Der Weiße Schamane als zentrales Wandbild

Wer waren diese Ureinwohner und was wollten sie mit ihren Wandmalereien mitteilen? Viele Archäologen glaubten, dass das Werk kämpfende menschliche Figuren zeigt.

Doch was sollte das heißen? Das blieb ein Rätsel. Die meisten Bücher zum Thema kamen zu dem Schluss, dass niemand es lösen könne. Bis eine ehemalige Künstlerin und jetzige Anthropologin sich der Sache annahm.

Carolyn Boyd forscht seit 1988 zu den Wandmalereien. Sie schrieb sich dafür extra mit 33 Jahren an der Universität ein.

Dann ordnete sie das Chaos der scheinbar abstrakten Abbildungen.
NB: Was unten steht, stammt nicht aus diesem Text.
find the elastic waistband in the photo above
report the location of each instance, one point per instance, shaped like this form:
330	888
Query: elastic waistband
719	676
Dank ihres künstlerischen Auges wurde ihr klar, dass es sich bei den über viele Felswände verteilten Piktogrammen nicht um einzelne, zufällige Motive handelte.

Tatsächlich handelt es sich wohl um ein System: Die Ureinwohner nutzten die Felsen als Buch mit weißen Seiten. Sie füllten es, indem sie ihre Geschichten direkt auf die Steine malten.

Anleitungen für schamanische Opferrituale

Aber wen oder was wollten die Menschen abbilden? Um das herauszufinden, studierte die Wissenschaftlerin die Bräuche und Legenden mexikanischer und südwest-amerikanischer Ureinwohner. Deren Schamanen teilen den Kosmos in drei Teile auf: Himmel, Erde und Unterwelt.

Die Figuren auf den Felsen befinden sich auf, über und unter welligen Linien. Boyd ist sich sicher: Auf den Felsen sind Leben, Tod, Wiedergeburt und Schamanen auf dem Weg ins Land der Geister abgebildet.

Seltsam ist aber eine menschliche Figur, die in fast allen Piktogrammen zu sehen ist. Sie trägt ein Geweih mit schwarzen Punkten an den Enden. Wofür sie stehen könnte, verraten die modernen Schamanen.

Bei einigen ihrer Opferrituale tragen sie Tierfelle mit Kopf und Geweih. Daran festgebunden sind Bänder, die im Wind wehen. War es das, was Ureinwohner vor Jahrhunderten versuchten abzubilden?

Abschnitte der Wandbilder könnten demnach Teile einer komplexen, religiösen Zeremonie zeigen. Oder sogar eine Anweisung, wie geistliche Anführer ein Ritual ordnungsgemäß durchzuführen hatten.

Parallelen zu Mythen der Huichol-Indianer

Diese Theorie lässt sich mit einem Mythos der mexikanischen Huicholen belegen. In deren Schöpfungsgeschichte spielte ein heiliges Reh eine wichtige Rolle. Es führte die Menschen erfolgreich durch die Unterwelt und opferte sich dann selbst.

Als es tot war, sprossen Peyotl-Kakteen aus seinem Körper und Geweih. Nachdem die Menschen diese aßen, wurden sie zu Gottheiten und der Kosmos nahm seinen Anfang.

Wer diese Geschichte kennt und dann auf die Wandmalerei "Weißer Schamane" in der Höhle schaut, wird sich wundern. 2010 lud Boyd einen Huichol-Schamanen in die Höhle ein. Unter Tränen sagte er: "Das sind die Großväter meiner Großväter meiner Großväter meiner Großväter."